Online-Wahlhilfen für Unentschlossene im Überblick

Laut dem aktuellen ARD-Deutschlandtrend des Wahlforschungsinstituts Infratest dimap wissen 33 Prozent der deutschen Jungwähler im Alter zwischen 18 und 29 Jahren noch nicht, für welche Partei sie bei der Bundestagswahl ihr Kreuzchen setzen wollen. Eine große Gruppe also, die sich besonders gut mit einem Aspekt des Wahlkampfes 2013 auskennt, der diesen entscheidend mitprägt – dem Internet.
Die jungen Unschlüssigen – aber auch alle anderen – können jenes digitale Instrument nämlich zur Entscheidungsfindung nutzen. Dies funktioniert über so genannte Online-Wahlentscheidungshilfen. ITespresso gibt einen Überblick über die ausgewählte Angebote und erklärt, was jedes Einzelne leistet.
Bei der Mehrzahl der vorgestellten Tools werden die eigenen Standpunkte zu unterschiedlichen Themengebieten mit den Wahlprogrammen ausgewählter Parteien verglichen. Am Ende erfolgt eine Auswertung, welcher Partei beziehungsweise welchen Parteien man inhaltlich am nächsten steht. Eine Ausnahme bildet das interaktive Google-Angebot: Dieses kann man nutzen, um selbständig zu einer Entscheidung zu gelangen.

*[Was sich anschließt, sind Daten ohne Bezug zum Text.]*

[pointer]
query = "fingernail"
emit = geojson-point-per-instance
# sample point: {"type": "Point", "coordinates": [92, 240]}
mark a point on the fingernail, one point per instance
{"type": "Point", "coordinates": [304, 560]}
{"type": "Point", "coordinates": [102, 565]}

Thematisch decken die nachfolgenden Wahlentscheidungshilfen größtenteils das komplette Spektrum ab, das in den vergangenen Wochen und Monaten vor der Wahl in der Öffentlichkeit diskutiert wurde. Eines der Angebote fokussiert sich allerdings auf die Frage, mit welcher Partei man in Bezug auf die Höhe der eigenen Einkommensteuer am besten fährt. Wer hingegen seine netzpolitischen Ansichten, etwa zum Thema “Datenschutz”, mit den Wahlprogrammen der relevanten Parteien vergleichen will, der bekommt in einem früheren Artikel bei ITespresso einen kompakten Überblick.
Wahl-O-Mat
Das derzeit bekannteste und populärste Tool unter den Online-Wahlentscheidungshilfen konzentriert sich ganz auf die unentschiedenen Jungwähler. Der Wahl-O-Mat ist sozusagen ein Produkt der eigenen Zielgruppe. Laut Impressum besteht dessen Redaktionsteam nämlich aus 25 jungen Wählern im Alter zwischen 18 und 26 Jahren. Diese zeichnen für mehr als 30 Thesen verantwortlich, die der Unentschlossene durchläuft, um sich den Entscheidungsprozess zu erleichtern.

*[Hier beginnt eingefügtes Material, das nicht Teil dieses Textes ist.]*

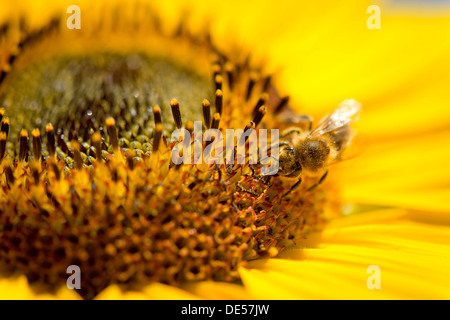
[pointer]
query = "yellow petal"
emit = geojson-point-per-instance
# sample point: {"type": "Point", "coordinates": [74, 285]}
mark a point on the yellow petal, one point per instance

Der Großteil der zur Wahl zugelassenen Parteien hat sich eigens für das Wahl-O-Mat-Team positioniert und dessen Fragebögen beantwortet. Inhaltlich decken die Wahl-O-Mat-Thesen die komplette Bandbreite aktueller Politthemen ab. Die allererste befasst sich beispielsweise mit dem viel diskutierten Mindestlohn und lautet dementsprechend: “Es soll ein gesetzlicher flächendeckender Mindestlohn eingeführt werden”. Dieser These kann der Entscheidungssuchende entweder zustimmen oder sie ablehnen. Alternativ besteht die Möglichkeit, eine neutrale Antwort zu geben oder die These einfach zu überspringen und zur nächsten überzugehen.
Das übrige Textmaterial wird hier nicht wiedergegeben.